Vermehrter Einsatz von Arbeitsassistenten soll die dauerhafte Eingliederung in die Erwerbstätigkeit erleichtern. Trotz des besonderen Kündigungsschutzes, der dem Grunde nach unverzichtbar ist, kann bei gravierenden Pflichtverletzungen unter Einhaltung aller Bestimmungen gekündigt werden. Lehrlinge ebenso wie Krankenpflege- und Hebammenschülerinnen werden nicht auf die Zahl der Beschäftigten angerechnet, womit Wünschen der Wirtschaft Rechnung getragen wird.

Wichtig ist die präventive Einsetzung dieser Mittel des Ausgleichsfonds. Da die Prämien für die Übererfüllung der Beschäftigungspflicht nicht effizient waren, werden sie auch nicht mehr ausbezahlt.

Den EU-konformen Begriff "integrative Betriebe" begrüße ich, da der frühere Begriff "geschützte Werkstätten" oft abfällig gebraucht wurde.

Jene, die bittere Klagen darüber führen, daß schwangere Frauen, die behinderte Kinder erwarten, diese Schwangerschaft abbrechen dürfen, sollen sich ebenso wie wir für die volle Integration Behinderter in der Schule, am Arbeitsplatz und in der Gesellschaft einsetzen.

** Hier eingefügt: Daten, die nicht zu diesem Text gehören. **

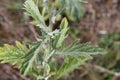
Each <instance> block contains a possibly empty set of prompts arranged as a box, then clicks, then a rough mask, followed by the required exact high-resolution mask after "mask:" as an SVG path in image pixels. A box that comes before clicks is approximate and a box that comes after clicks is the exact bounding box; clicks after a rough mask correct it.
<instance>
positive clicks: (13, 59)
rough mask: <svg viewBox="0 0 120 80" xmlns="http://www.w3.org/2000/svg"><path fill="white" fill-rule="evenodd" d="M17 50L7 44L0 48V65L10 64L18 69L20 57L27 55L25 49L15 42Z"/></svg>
mask: <svg viewBox="0 0 120 80" xmlns="http://www.w3.org/2000/svg"><path fill="white" fill-rule="evenodd" d="M16 45H17V48H16V47H14V46H11V45H8V44H5V45H4V47H0V60H2V63H7V62H9V63H12V64H13V65H17V66H18V67H20V66H21V65H22V59H21V58H22V57H23V56H24V55H25V54H26V53H27V51H28V50H27V48H26V47H24V45H22V44H21V43H20V42H18V41H16Z"/></svg>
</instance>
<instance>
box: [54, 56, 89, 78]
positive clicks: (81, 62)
mask: <svg viewBox="0 0 120 80" xmlns="http://www.w3.org/2000/svg"><path fill="white" fill-rule="evenodd" d="M88 59H89V58H85V57H83V58H79V59H76V58H73V57H69V58H68V60H69V62H64V63H63V64H62V66H61V67H60V69H59V70H58V71H57V73H56V75H55V79H59V78H60V77H61V76H63V75H64V74H66V73H69V72H71V71H73V70H74V69H75V68H77V67H78V66H79V65H82V64H83V63H84V62H85V61H86V60H88Z"/></svg>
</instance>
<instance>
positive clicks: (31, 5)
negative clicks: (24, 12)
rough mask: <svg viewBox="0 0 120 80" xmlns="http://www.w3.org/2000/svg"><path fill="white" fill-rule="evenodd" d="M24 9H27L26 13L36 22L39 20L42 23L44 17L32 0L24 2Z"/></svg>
mask: <svg viewBox="0 0 120 80" xmlns="http://www.w3.org/2000/svg"><path fill="white" fill-rule="evenodd" d="M24 7H25V8H24V9H25V10H26V11H27V14H28V15H29V16H32V17H33V18H34V19H35V20H36V21H37V22H38V23H39V21H40V22H41V23H44V21H43V20H44V19H43V17H42V16H41V14H40V12H39V9H38V6H36V4H35V2H34V1H33V0H27V1H26V2H25V4H24Z"/></svg>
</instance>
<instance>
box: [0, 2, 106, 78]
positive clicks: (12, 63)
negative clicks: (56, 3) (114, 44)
mask: <svg viewBox="0 0 120 80" xmlns="http://www.w3.org/2000/svg"><path fill="white" fill-rule="evenodd" d="M70 1H71V2H72V3H74V5H72V4H71V2H69V1H65V5H69V7H70V8H68V11H69V10H70V9H73V10H72V12H71V13H70V16H72V17H75V16H73V15H75V14H74V13H73V12H76V10H77V9H78V6H77V5H79V0H75V1H72V0H70ZM50 2H51V1H49V0H43V9H42V12H40V11H39V9H38V6H37V0H35V1H34V0H26V2H25V4H24V9H25V10H26V14H27V15H28V16H31V17H32V18H33V19H34V22H35V25H36V26H37V27H38V28H39V29H40V31H41V32H42V34H41V35H40V36H41V37H40V38H38V41H36V42H35V43H34V44H28V46H29V47H28V48H26V47H25V45H23V44H21V43H20V42H18V41H17V42H16V46H17V47H14V46H11V45H8V44H5V45H4V47H1V48H0V60H2V62H3V63H6V62H9V63H11V64H13V65H16V66H18V68H20V72H21V74H23V75H31V76H33V77H34V78H35V79H36V80H48V79H49V78H50V77H52V76H53V77H54V78H55V79H59V78H60V77H61V76H63V75H64V74H66V73H69V72H70V71H72V70H74V69H75V68H76V67H78V66H79V65H81V64H84V63H85V61H87V60H88V59H91V58H92V55H95V54H98V53H104V51H103V50H102V49H101V48H98V47H96V46H91V45H90V44H89V43H85V44H79V40H76V41H74V42H73V43H72V44H71V45H68V46H66V45H65V44H63V43H65V39H66V38H67V36H68V33H67V32H68V30H69V27H68V22H67V19H66V18H63V19H62V21H61V24H60V26H59V29H56V30H52V27H53V24H54V23H55V20H56V19H57V16H58V14H60V12H61V11H62V9H63V8H61V9H58V10H57V9H56V8H55V5H51V4H50ZM76 6H77V7H76ZM74 9H75V10H74ZM45 13H50V14H49V17H48V18H49V20H50V21H49V25H47V24H46V23H45V17H46V16H45ZM76 13H79V11H77V12H76ZM77 17H79V16H77ZM70 18H71V17H70ZM64 45H65V46H64ZM58 54H59V55H61V56H62V57H63V59H64V62H63V63H62V66H61V67H60V68H56V67H57V66H56V67H52V65H51V64H52V62H53V61H52V60H53V59H55V56H57V55H58ZM53 68H55V69H53Z"/></svg>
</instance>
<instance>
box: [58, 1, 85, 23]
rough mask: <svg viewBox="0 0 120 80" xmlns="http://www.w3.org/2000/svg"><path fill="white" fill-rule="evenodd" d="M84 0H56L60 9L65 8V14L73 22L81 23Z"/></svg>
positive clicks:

Das Wissen um ein selbstbestimmtes, erfülltes Leben mit Partizipation an der Gesellschaft für ein behindertes Kind wird Frauen den Mut geben, dieses Kind zu wollen. Ein Kind in eine Welt zu setzen, die ihm verständnislos bis feindlich begegnet, ist für viele Frauen hingegen unerträglich.

Die Qualität einer Gesellschaft erkennt man am Umgang mit ihren schwächeren Mitgliedern. Wir Sozialdemokraten sind seit jeher für die Schwächeren eingetreten. Daher stimmen wir für diese Novelle und versprechen, uns auch in Zukunft mit ganzer Kraft für verbesserte Lebensumstände Behinderter einzusetzen. (Beifall bei der SPÖ. – Zwischenruf der Abg. Dr. Gredler.)